Summary : Future meets Ice Age. Four doctors in training get involved in a fight for the survival of the world. The first book of the Clearsky Chronicles takes us on an adventure filled with murder, technology, and an elaborate plan two decades in the making.
Cerebus is the head of society, while the Earthlanders live to serve. Four medical cadets get involved with a rebellion not against the City proper, but instead against the complacency of the government to intervene in a dying Earth. In an attempt to cover the rebellion, it has been decided that the med cadets must also die or risk putting a halt to the rebellion. Reynal and his “brothers”, pawns in the revolution under their secretive leader, “Teach”, see it necessary to save the girls from their demise. By saving their life, the girls are now thrust back in the middle of a plot to save their world, unknowingly on the same side as those who would have destroyed them.
I want to start off by saying, visually the novel is very appealing. When I read, my brain will paint a full world regardless of what is written there. This book’s world has been meticulously built and is enjoyable to read because I get to be a bit lazy with my imaging and still receive a bountiful image.
As I was reading, I couldn’t help feeling that this story might be more accessible as a graphic novel or comic series. The way the book is setup lends itself to that sort of medium as well. It is broken down into changing viewpoints (both characters and written point of view) and chapters, but episodes as well.
Because the book is broken into all these pieces that are intrinsically connected, it is sometimes difficult to follow. The pacing suffers because of this, making it difficult to keep reading at some points, particularly the beginning of a segment. Each ending segment, however, was a spectacular cliffhanger or sense of resolution. I would find myself trudging through the beginnings just to get to the satisfaction of a good ending.
This book would be a good fit for students who are interested in action or futuristic role-playing video games. I think my students might enjoy that the book is broken into so many small parts, especially those students who are not very good endurance readers. They would be able to read a portion of any chapter and feel a sense of accomplishment that they received a part of a story that was complete. This is the difference between a 3 and 4 rating for me.

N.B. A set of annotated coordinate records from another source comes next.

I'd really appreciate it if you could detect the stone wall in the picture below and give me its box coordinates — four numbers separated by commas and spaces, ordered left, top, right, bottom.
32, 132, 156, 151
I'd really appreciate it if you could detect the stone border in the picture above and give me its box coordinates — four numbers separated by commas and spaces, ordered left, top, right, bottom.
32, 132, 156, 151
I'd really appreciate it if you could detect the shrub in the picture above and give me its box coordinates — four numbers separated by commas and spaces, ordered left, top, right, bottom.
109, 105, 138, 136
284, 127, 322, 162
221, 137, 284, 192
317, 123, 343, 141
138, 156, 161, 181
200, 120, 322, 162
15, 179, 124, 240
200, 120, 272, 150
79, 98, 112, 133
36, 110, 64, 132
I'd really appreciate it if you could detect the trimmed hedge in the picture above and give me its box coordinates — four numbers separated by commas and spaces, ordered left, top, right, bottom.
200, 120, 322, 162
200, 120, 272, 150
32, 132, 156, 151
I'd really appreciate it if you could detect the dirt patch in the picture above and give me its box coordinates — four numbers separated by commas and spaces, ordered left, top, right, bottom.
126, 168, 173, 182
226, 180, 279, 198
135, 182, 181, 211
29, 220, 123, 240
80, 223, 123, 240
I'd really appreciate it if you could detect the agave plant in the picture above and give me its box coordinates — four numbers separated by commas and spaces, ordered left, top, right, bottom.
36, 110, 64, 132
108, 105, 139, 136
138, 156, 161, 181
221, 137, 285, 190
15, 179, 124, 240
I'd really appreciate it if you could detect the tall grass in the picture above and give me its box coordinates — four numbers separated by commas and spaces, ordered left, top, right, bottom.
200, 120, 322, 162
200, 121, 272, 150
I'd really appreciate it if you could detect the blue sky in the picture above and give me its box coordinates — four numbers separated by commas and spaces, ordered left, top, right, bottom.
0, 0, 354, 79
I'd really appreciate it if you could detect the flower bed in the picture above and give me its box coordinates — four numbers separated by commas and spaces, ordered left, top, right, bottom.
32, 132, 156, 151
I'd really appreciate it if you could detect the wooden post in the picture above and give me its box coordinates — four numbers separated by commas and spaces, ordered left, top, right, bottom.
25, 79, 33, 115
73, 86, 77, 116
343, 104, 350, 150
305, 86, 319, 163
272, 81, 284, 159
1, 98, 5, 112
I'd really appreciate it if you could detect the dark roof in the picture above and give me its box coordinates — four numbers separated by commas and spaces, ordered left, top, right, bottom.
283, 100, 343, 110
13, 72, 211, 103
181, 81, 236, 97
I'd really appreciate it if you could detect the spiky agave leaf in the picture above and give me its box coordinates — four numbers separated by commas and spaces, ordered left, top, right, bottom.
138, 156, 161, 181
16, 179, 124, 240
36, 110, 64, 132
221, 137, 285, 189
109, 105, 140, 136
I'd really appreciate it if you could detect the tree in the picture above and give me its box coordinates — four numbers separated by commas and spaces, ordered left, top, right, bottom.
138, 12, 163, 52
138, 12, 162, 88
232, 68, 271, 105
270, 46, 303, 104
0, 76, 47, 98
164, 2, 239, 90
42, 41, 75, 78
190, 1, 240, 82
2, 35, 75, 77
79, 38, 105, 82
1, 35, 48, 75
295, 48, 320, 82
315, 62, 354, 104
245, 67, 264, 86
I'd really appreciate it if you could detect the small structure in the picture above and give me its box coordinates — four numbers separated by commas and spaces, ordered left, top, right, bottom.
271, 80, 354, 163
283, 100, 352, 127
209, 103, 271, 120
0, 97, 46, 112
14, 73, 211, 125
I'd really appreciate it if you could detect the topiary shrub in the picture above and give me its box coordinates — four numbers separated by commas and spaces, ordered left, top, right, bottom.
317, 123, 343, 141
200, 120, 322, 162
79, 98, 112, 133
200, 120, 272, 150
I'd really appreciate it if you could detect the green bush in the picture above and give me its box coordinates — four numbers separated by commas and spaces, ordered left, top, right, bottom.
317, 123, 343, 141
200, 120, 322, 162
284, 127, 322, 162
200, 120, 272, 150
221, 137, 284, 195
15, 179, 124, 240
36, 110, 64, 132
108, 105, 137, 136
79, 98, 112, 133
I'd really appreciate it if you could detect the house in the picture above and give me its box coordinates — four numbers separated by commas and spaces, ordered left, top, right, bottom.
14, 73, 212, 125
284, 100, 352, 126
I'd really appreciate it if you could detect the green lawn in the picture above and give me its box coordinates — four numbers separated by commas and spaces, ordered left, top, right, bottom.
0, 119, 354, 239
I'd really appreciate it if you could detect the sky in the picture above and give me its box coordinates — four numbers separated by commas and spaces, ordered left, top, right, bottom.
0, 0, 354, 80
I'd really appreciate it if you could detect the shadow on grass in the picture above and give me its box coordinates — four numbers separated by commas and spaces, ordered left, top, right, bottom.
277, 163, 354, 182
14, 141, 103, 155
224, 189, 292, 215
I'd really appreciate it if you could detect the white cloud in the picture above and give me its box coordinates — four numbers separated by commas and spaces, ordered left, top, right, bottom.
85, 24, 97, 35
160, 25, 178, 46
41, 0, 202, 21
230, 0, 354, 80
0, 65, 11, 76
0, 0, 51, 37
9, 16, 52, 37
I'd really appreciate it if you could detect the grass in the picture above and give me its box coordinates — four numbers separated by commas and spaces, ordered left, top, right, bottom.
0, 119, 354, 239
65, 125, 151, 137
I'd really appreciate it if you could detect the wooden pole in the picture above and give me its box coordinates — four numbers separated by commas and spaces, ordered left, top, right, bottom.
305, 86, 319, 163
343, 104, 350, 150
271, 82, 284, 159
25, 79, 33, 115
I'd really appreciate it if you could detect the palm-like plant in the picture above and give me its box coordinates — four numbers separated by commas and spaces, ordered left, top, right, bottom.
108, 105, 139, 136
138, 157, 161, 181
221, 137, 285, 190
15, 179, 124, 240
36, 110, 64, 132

Even though it doesn’t fit my preferences of how I like to read, I see the value for that low endurance reader or the reader who wants to have a good story and may not have enough time to commit to reading a whole book (like during finals or state testing!)
There is some inappropriate language, especially toward the end. I will have to say, that at first, I found the final ending of the first 6 episodes lackluster, but reading the final text messages in the epilogue smoothed things over for me a bit. This is definitely a book for a the young adult, sci-fi reader/watcher.